On the other hand, the e-Invoice should encompass, at the very least, the PPMSE’s designation, the recipient’s title, the e-Invoice’s serial number, the date of e-Invoice issuance, the specifics of the items, the item codes, the item quantities, the item units of measurement, the item prices in accordance with Incoterms DDP specifications, currency types, exchange rates, valuations, types, and the entities providing promotions, if applicable, URL links to the items, and the recipient’s contact details.

Furthermore, the price data section of the regulation stipulates a comprehensive breakdown, including item prices in compliance with Free on Board (FOB) Incoterms, insurance coverage, the transportation costs or shipping expenses from the point of origin to the entry point, import duties and taxes, and sundry other ancillary costs. The overarching objective here is to equip Customs and Excise with the knowledge to ascertain the actual value of the shipped goods.

Benefits of the New Import Process Regulations

The true essence of these regulations lies in the multitude of advantages they offer. First and foremost, these regulations are envisioned to establish a bulwark for Micro, Small, and Medium Enterprises (MSMEs) within the nation. The driving force behind this shield is the reduction in the importation of consumer goods, which, in turn, creates a more level playing field for MSMEs in the local market.

The potential emergence of more competitively priced local products is poised to empower MSMEs, facilitating their growth and expansion. Beyond fortifying MSMEs, these regulations chart a course toward bolstering Indonesia’s economic self-sufficiency. By diminishing reliance on imported consumer goods, the nation can recalibrate its focus towards domestic production and consumption, thereby invigorating the wheels of domestic economic growth.

Another compelling advantage lies in the stabilization of prices in the domestic market.

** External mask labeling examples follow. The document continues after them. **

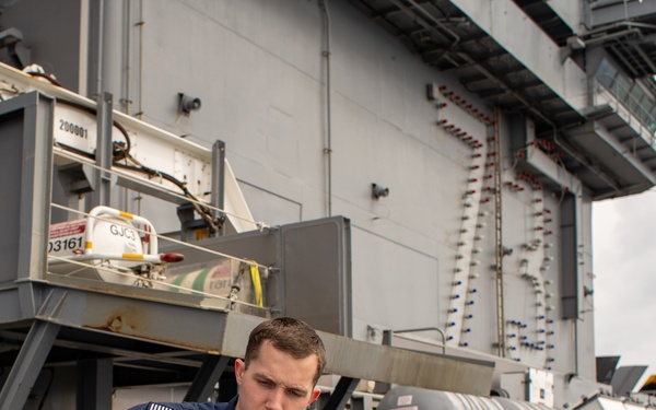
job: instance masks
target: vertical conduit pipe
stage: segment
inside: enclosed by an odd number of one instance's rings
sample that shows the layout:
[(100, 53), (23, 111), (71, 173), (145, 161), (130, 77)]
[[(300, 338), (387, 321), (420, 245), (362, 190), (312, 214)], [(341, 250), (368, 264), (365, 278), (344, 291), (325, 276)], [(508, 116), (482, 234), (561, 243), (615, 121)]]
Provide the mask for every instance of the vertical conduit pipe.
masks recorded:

The reduction in competition from imported goods can lend a stabilizing influence to the prices of locally manufactured products, which is an unequivocal boon for consumers.

Moreover, these regulatory changes serve as a catalyst for the increase in the production of consumer goods within the national borders. This heightened domestic production can create a slew of fresh employment opportunities, acting as a shot in the arm for the manufacturing sector in Indonesia.

In summation, these regulations represent a decisive stride towards a more robust control over the national trade balance and a palpable reduction in the trade deficit. This can potentially serve as a linchpin for preserving the stability of the national economy while concurrently reducing the dependence on imported consumer goods.